To say that the DC Extended Universe has been beleaguered would be an understatement. After the false start of giving Zac Snyder full creative control and having his take on DC blew up in Warner’s faces with multiple critically-reviled films, the DCEU has been reeling all around. It’s sort of let several franchises operate alone, making vague references to a shared continuity but not really doing anything with it. Then whispers of a reset stewed, with talk that the upcoming Flash film would be an adaptation of Flashpoint, a famous multiverse reboot story. But that film now faces potential issues due to Ezra Miller‘s recent personal problems.

It appears that the DCEU is moving forward by pinning their hopes on beloved actor and WWE icon, Dwayne “The Rock” Johnson. Cast as antihero/villain Black Adam nearly ten years ago, Johnson’s film finally arrives and is being touted as the “Phase 1” of the new DCEU, in reference to Marvel’s Phase structure. Unfortunately, while the box office success of the film is still pending, Black Adam is a largely derivative work that takes its few interesting concepts and buries them beneath bad humor, shoddy writing, and an overreliance on overplayed tropes of the genre.

Directed by Jaume Collet-Serra, who started as a horror director before shifting to directing a decent chunk of the endless Liam Neeson action films, Black Adam feels largely like a fighting video game turned into cinema form. In other words, its a series of effects-driven action sequences hung together by shallow and often disappointing cut-scenes. It’s a strangely plotted film with a series of false starts and stops that struggle to provide narrative cohesion. A hero group, the Justice Society of America, plays a fairly large role in the film as an entity sent to contain the reawakened Black Adam. Adam is an ancient hero from the nation of Kundaq, awakened by a resistance fighter in the modern-day to save herself when attacked by the occupying military force, the Intergang. She is trying to steal an ancient evil crown from its hiding spot and then hide it again.

If this doesn’t make much sense, welcome to watching this film. Most characters do things that don’t make sense for their characters to do. Dialogue is shallow and heavily expository in one of the worst recent instances of telling and not showing.

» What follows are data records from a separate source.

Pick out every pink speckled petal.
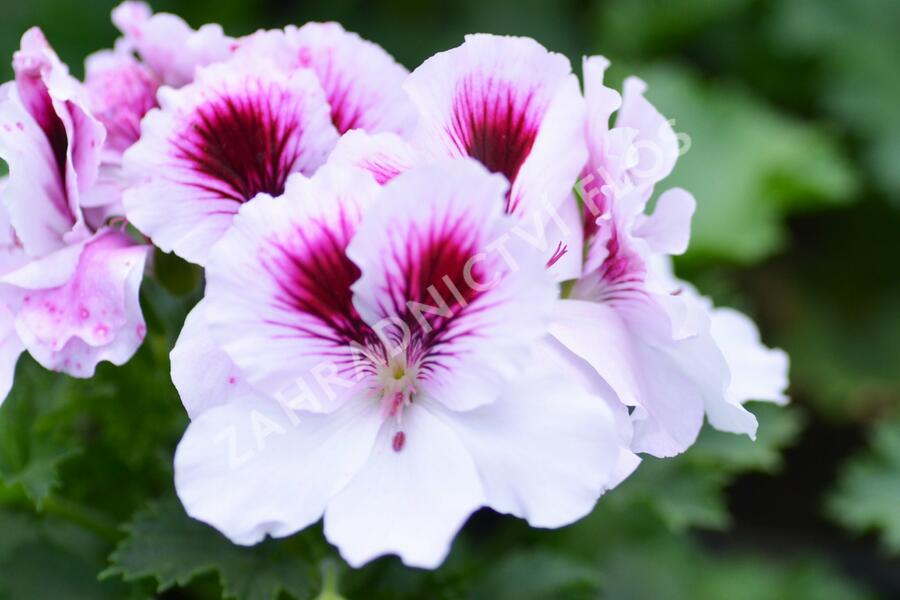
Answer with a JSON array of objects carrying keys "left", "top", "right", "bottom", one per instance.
[
  {"left": 16, "top": 229, "right": 149, "bottom": 377},
  {"left": 204, "top": 166, "right": 379, "bottom": 411},
  {"left": 124, "top": 56, "right": 337, "bottom": 265}
]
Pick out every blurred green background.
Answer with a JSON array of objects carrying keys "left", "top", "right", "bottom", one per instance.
[{"left": 0, "top": 0, "right": 900, "bottom": 600}]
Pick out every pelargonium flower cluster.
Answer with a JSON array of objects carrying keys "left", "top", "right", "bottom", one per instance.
[{"left": 0, "top": 2, "right": 787, "bottom": 568}]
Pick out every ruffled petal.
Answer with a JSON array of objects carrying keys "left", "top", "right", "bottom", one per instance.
[
  {"left": 325, "top": 405, "right": 485, "bottom": 568},
  {"left": 170, "top": 300, "right": 255, "bottom": 418},
  {"left": 84, "top": 45, "right": 160, "bottom": 164},
  {"left": 6, "top": 229, "right": 149, "bottom": 377},
  {"left": 328, "top": 131, "right": 420, "bottom": 185},
  {"left": 428, "top": 372, "right": 627, "bottom": 527},
  {"left": 205, "top": 167, "right": 378, "bottom": 410},
  {"left": 175, "top": 396, "right": 381, "bottom": 545},
  {"left": 124, "top": 54, "right": 337, "bottom": 265},
  {"left": 347, "top": 159, "right": 557, "bottom": 410},
  {"left": 0, "top": 305, "right": 25, "bottom": 405},
  {"left": 616, "top": 77, "right": 679, "bottom": 196},
  {"left": 634, "top": 188, "right": 697, "bottom": 255},
  {"left": 706, "top": 308, "right": 788, "bottom": 437},
  {"left": 551, "top": 300, "right": 728, "bottom": 457},
  {"left": 286, "top": 23, "right": 415, "bottom": 134},
  {"left": 112, "top": 1, "right": 235, "bottom": 87},
  {"left": 0, "top": 28, "right": 105, "bottom": 257},
  {"left": 404, "top": 34, "right": 587, "bottom": 215}
]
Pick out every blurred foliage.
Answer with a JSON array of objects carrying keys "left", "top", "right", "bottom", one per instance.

Jamming the Justice Society into this film for so much of it makes Black Adam feel like a side character in his own film, and while his character technically has an arc, it’s so oddly handled that it doesn’t really satisfy.

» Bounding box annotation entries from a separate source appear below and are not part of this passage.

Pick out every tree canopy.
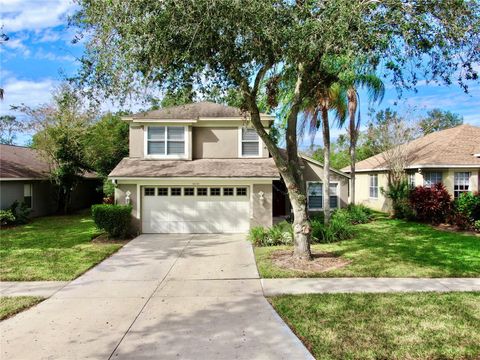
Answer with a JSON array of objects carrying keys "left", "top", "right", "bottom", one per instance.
[
  {"left": 72, "top": 0, "right": 480, "bottom": 257},
  {"left": 419, "top": 109, "right": 463, "bottom": 135}
]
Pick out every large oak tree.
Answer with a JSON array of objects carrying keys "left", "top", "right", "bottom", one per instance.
[{"left": 72, "top": 0, "right": 479, "bottom": 258}]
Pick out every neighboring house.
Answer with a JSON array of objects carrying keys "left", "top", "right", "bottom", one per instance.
[
  {"left": 0, "top": 145, "right": 101, "bottom": 217},
  {"left": 342, "top": 125, "right": 480, "bottom": 211},
  {"left": 109, "top": 102, "right": 348, "bottom": 233}
]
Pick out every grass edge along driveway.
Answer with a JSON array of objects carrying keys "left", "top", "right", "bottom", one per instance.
[
  {"left": 254, "top": 217, "right": 480, "bottom": 278},
  {"left": 269, "top": 292, "right": 480, "bottom": 359},
  {"left": 0, "top": 296, "right": 44, "bottom": 321},
  {"left": 0, "top": 214, "right": 123, "bottom": 281}
]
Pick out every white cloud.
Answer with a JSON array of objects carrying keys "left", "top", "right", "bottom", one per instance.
[
  {"left": 0, "top": 0, "right": 76, "bottom": 34},
  {"left": 0, "top": 73, "right": 58, "bottom": 115},
  {"left": 0, "top": 35, "right": 31, "bottom": 57},
  {"left": 34, "top": 49, "right": 75, "bottom": 62}
]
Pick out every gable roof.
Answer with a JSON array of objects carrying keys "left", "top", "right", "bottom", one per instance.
[
  {"left": 0, "top": 145, "right": 50, "bottom": 180},
  {"left": 124, "top": 101, "right": 273, "bottom": 120},
  {"left": 108, "top": 158, "right": 280, "bottom": 178},
  {"left": 342, "top": 124, "right": 480, "bottom": 172}
]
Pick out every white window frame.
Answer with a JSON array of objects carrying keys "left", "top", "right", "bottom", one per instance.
[
  {"left": 238, "top": 126, "right": 263, "bottom": 158},
  {"left": 22, "top": 184, "right": 33, "bottom": 209},
  {"left": 307, "top": 181, "right": 325, "bottom": 211},
  {"left": 453, "top": 171, "right": 472, "bottom": 199},
  {"left": 328, "top": 181, "right": 340, "bottom": 209},
  {"left": 423, "top": 171, "right": 443, "bottom": 187},
  {"left": 143, "top": 124, "right": 190, "bottom": 159},
  {"left": 368, "top": 174, "right": 379, "bottom": 199}
]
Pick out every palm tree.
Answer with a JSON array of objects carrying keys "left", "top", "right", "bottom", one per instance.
[
  {"left": 305, "top": 82, "right": 347, "bottom": 224},
  {"left": 347, "top": 73, "right": 385, "bottom": 204}
]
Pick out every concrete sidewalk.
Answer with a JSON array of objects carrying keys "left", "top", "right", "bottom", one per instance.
[
  {"left": 0, "top": 281, "right": 68, "bottom": 298},
  {"left": 261, "top": 278, "right": 480, "bottom": 296},
  {"left": 0, "top": 235, "right": 313, "bottom": 360}
]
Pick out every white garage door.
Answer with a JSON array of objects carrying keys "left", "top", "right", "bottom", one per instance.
[{"left": 142, "top": 186, "right": 250, "bottom": 234}]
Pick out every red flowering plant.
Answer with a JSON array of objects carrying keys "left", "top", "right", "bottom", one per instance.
[{"left": 409, "top": 183, "right": 453, "bottom": 224}]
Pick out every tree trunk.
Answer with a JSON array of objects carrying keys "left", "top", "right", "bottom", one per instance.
[
  {"left": 238, "top": 65, "right": 312, "bottom": 260},
  {"left": 322, "top": 105, "right": 330, "bottom": 225},
  {"left": 347, "top": 88, "right": 360, "bottom": 204}
]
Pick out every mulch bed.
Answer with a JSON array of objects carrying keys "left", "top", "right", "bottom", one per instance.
[
  {"left": 432, "top": 224, "right": 480, "bottom": 237},
  {"left": 92, "top": 234, "right": 133, "bottom": 245},
  {"left": 270, "top": 250, "right": 351, "bottom": 272}
]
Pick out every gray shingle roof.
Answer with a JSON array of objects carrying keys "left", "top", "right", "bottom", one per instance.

Johnson is an inherently charismatic person, but he struggles to play a character like Black Adam, who is mostly quiet and glares at people. Johnson’s physique is intimidating, but he doesn’t quite pull off the noble bastard archetype that Adam is supposed to be. It further doesn’t help that the film keeps telling us he is an antihero, but aside from a willingness to kill and a generally uncooperative nature, he is not really an antihero. There are no moral struggles or any real divide between Adam and the Justice Society, other than the wanton killing. Because Adam is killing members of a clearly-violent occupying force that is bringing deadly aggression, it doesn’t sell us on the idea that Adam is doing anything bad. The writers fail utterly to show us any real conflict.

The film is not without its charms. The action is at times too reliant on CGI, Snyder-like slow motion, and sudden chaotic cuts, but when it’s visible it is pretty entertaining. Adam’s merciless style is fun, and seeing him clash against the variety of powers the Justice Society commands is gleeful comic book chaos.

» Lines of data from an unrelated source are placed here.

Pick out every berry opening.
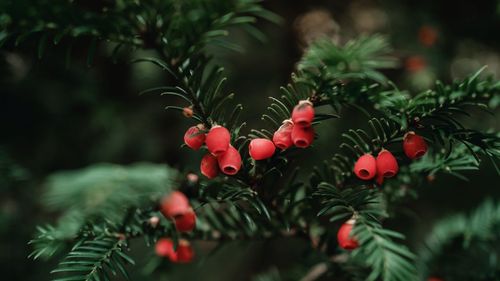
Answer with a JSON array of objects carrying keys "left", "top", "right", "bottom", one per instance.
[
  {"left": 295, "top": 120, "right": 309, "bottom": 127},
  {"left": 415, "top": 150, "right": 425, "bottom": 158},
  {"left": 223, "top": 166, "right": 238, "bottom": 175},
  {"left": 212, "top": 149, "right": 226, "bottom": 156},
  {"left": 295, "top": 140, "right": 307, "bottom": 147},
  {"left": 359, "top": 169, "right": 370, "bottom": 178},
  {"left": 275, "top": 143, "right": 286, "bottom": 149},
  {"left": 384, "top": 171, "right": 396, "bottom": 178}
]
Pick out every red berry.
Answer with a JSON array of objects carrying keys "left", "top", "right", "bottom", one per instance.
[
  {"left": 174, "top": 209, "right": 196, "bottom": 232},
  {"left": 292, "top": 100, "right": 314, "bottom": 127},
  {"left": 337, "top": 219, "right": 359, "bottom": 250},
  {"left": 403, "top": 132, "right": 427, "bottom": 159},
  {"left": 377, "top": 149, "right": 399, "bottom": 178},
  {"left": 354, "top": 154, "right": 377, "bottom": 180},
  {"left": 160, "top": 191, "right": 191, "bottom": 219},
  {"left": 218, "top": 145, "right": 241, "bottom": 175},
  {"left": 175, "top": 239, "right": 194, "bottom": 263},
  {"left": 292, "top": 125, "right": 314, "bottom": 148},
  {"left": 200, "top": 153, "right": 219, "bottom": 179},
  {"left": 205, "top": 126, "right": 231, "bottom": 156},
  {"left": 155, "top": 238, "right": 177, "bottom": 259},
  {"left": 375, "top": 174, "right": 384, "bottom": 185},
  {"left": 248, "top": 139, "right": 276, "bottom": 160},
  {"left": 184, "top": 125, "right": 205, "bottom": 150},
  {"left": 273, "top": 120, "right": 293, "bottom": 150}
]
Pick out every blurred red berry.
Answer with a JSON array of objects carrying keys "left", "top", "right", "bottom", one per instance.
[
  {"left": 354, "top": 154, "right": 377, "bottom": 180},
  {"left": 174, "top": 209, "right": 196, "bottom": 232},
  {"left": 176, "top": 239, "right": 194, "bottom": 263},
  {"left": 155, "top": 238, "right": 176, "bottom": 258},
  {"left": 205, "top": 126, "right": 231, "bottom": 156},
  {"left": 403, "top": 132, "right": 427, "bottom": 159},
  {"left": 405, "top": 56, "right": 427, "bottom": 73},
  {"left": 418, "top": 25, "right": 438, "bottom": 47}
]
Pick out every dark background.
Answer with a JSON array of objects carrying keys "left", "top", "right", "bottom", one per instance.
[{"left": 0, "top": 0, "right": 500, "bottom": 280}]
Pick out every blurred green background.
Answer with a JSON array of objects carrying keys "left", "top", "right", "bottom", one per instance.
[{"left": 0, "top": 0, "right": 500, "bottom": 280}]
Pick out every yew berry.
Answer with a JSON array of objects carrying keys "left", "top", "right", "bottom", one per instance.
[
  {"left": 184, "top": 124, "right": 205, "bottom": 150},
  {"left": 205, "top": 126, "right": 231, "bottom": 156},
  {"left": 248, "top": 139, "right": 276, "bottom": 160},
  {"left": 273, "top": 120, "right": 293, "bottom": 150},
  {"left": 175, "top": 239, "right": 194, "bottom": 263},
  {"left": 377, "top": 149, "right": 399, "bottom": 178},
  {"left": 354, "top": 153, "right": 377, "bottom": 180},
  {"left": 200, "top": 153, "right": 219, "bottom": 179},
  {"left": 292, "top": 100, "right": 314, "bottom": 127},
  {"left": 403, "top": 132, "right": 427, "bottom": 159},
  {"left": 217, "top": 145, "right": 241, "bottom": 175},
  {"left": 337, "top": 219, "right": 359, "bottom": 250},
  {"left": 160, "top": 191, "right": 191, "bottom": 219},
  {"left": 292, "top": 125, "right": 314, "bottom": 148},
  {"left": 155, "top": 238, "right": 177, "bottom": 259},
  {"left": 174, "top": 209, "right": 196, "bottom": 232}
]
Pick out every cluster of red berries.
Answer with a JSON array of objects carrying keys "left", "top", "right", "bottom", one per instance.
[
  {"left": 337, "top": 132, "right": 427, "bottom": 250},
  {"left": 184, "top": 124, "right": 241, "bottom": 179},
  {"left": 248, "top": 100, "right": 314, "bottom": 160},
  {"left": 248, "top": 100, "right": 314, "bottom": 160},
  {"left": 160, "top": 191, "right": 196, "bottom": 232},
  {"left": 354, "top": 132, "right": 427, "bottom": 185},
  {"left": 155, "top": 238, "right": 194, "bottom": 263},
  {"left": 155, "top": 191, "right": 196, "bottom": 263},
  {"left": 184, "top": 100, "right": 314, "bottom": 179}
]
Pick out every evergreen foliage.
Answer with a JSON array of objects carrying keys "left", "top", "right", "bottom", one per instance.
[{"left": 0, "top": 0, "right": 500, "bottom": 281}]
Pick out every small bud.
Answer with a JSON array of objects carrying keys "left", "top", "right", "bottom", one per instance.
[
  {"left": 273, "top": 120, "right": 293, "bottom": 150},
  {"left": 292, "top": 100, "right": 314, "bottom": 127},
  {"left": 217, "top": 145, "right": 241, "bottom": 176},
  {"left": 337, "top": 219, "right": 359, "bottom": 250},
  {"left": 160, "top": 191, "right": 191, "bottom": 219},
  {"left": 248, "top": 139, "right": 276, "bottom": 160},
  {"left": 184, "top": 124, "right": 205, "bottom": 150},
  {"left": 377, "top": 149, "right": 399, "bottom": 178}
]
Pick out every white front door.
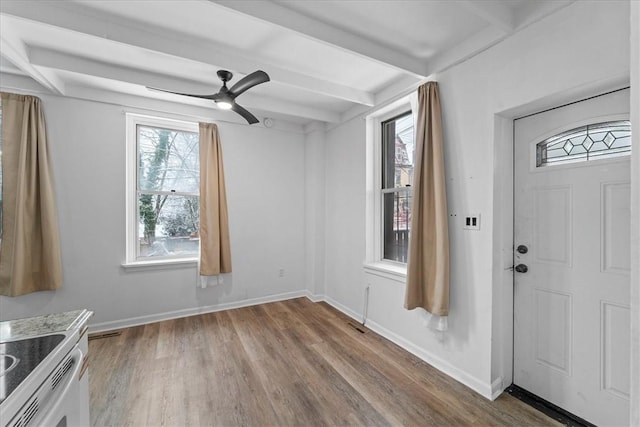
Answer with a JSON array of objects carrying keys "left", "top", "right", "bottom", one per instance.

Pierce Brosnan brings his acting experience to make Doctor Fate a likable character, slyly delivering snarky commentary and appearing wiser than everyone else. Though underutilized he helps elevate several scenes, even when he has to deliver some pretty shoddy dialogue. While Hawkman is written to deliver the same five lines of dialogue over and over, Aldis Hodge brings enough intensity that this character is fun as well.

Black Adam could have been so much better. A true moral exploration of an antihero has an inherently interesting appeal. The film tries to make commentary on American imperialism — the American superheroes only show up to aid the fictional Middle Eastern nation when something dangerous to them arrives in the form of Black Adam — and Adam being a non-American hero who defends the interests of Kandaq is a neat concept. But the film merely regurgitates flat dialogue to this effect and slaps together some cringy scenes of “the people rising up” against CGI zombies, and it comes across more tone deaf than revolutionary. There are many worse superhero films out there nowadays (just look at anything Sony has made), but Black Adam fails to bring the thunder.